For the past year, former Maryland governor, Martin O’Malley had attempted to seek the Democratic Party’s nomination for the 2016 presidential elections. And while today, his endeavors might seem a longshot, a potential Senate campaign might prove the better choice for O’Malley, as he’d start off as the early favorite (as opposed to the underdog in a possible presidential campaign).
O’Malley finds himself in a particularly delicate position, New Hampshire political activist, Dan Calegari notes. After serving on Mikulski’s first Senate campaign in 1986, O’Malley must now decide whether to continue competing against Clinton, who already has a massive network of PACs working on her behalf, or to set his eyes on the Maryland Senate seat.

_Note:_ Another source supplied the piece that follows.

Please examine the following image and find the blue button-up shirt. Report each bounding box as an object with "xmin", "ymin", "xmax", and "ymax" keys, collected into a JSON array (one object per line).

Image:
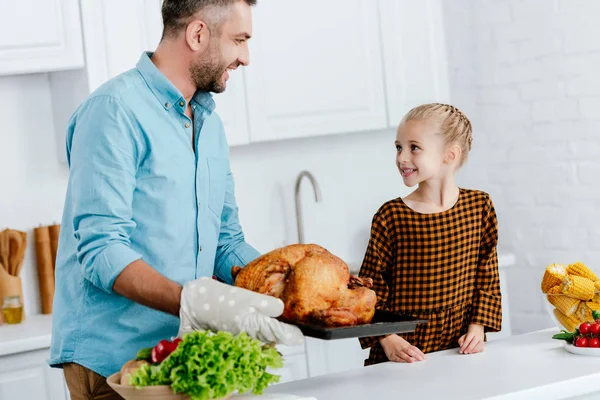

While announcing her retirement in the Baltimore City waterfront, Mikulski explained that she had always wanted to campaign for the people not for herself. The 78-year-old Democrat was elected to the House back in 1976 and took the Senate seat in 1987.
But apart from former Gov. O’Malley, several other potential candidates may be in the running for the battle over Maryland’sfirst open Senate seat in over 10 years. Donna Edwards, Elijah Cummings, John Delaney, Chris Van Hollen, C.A. Dutch Ruppersberger as well as Republican Bob Ehrlich may all have their eyes set on such an important position.
Yet when faced with questions on such a focus change, Lis Smith, O’Malley’s spokeswoman declined to engage in comments, insisting that the day was dedicated to Senator Mikulski’s accomplishments as a Maryland senator and that political speculations should not be engaged in so quickly.
The Senator’s efforts should not be overlooked, as the barely five-feet-tall Democrat has always been a force to be reckoned with. Despite not being one for social pleasantries, Sen. Mikulski gained the respect and devotion of Maryland voters when she fiercely advocated for her constituents. Had she run for a sixth-term, experts say, she would have easily been re-elected.
“She fought for us before we even got here, walked into rooms women had not been welcome in before, and made sure to keep her foot stuck in the door.” Democratic Senator Patty Murray said.
Mikulski wanted to assure her voters that her decision had followed long consideration and that no health issues had motivated her retirement. With this announcement, the Maryland Senator became the second Democratic woman to retire from office in 2015 (after California’s Barbara Boxer).
Heavy competition will now follow her retirement, Andrea Bozek, National Republican Senatorial Committee spokeswoman said, noting that a Maryland open Senate seat would surely become one of the top priorities for Republicans. Despite the fact that Maryland voters lean Democratic, Republicans have only to gain from entering the competition and since the election of a Republican governor last fall, odds seem to be favoring Republicans to also compete in the Senate race.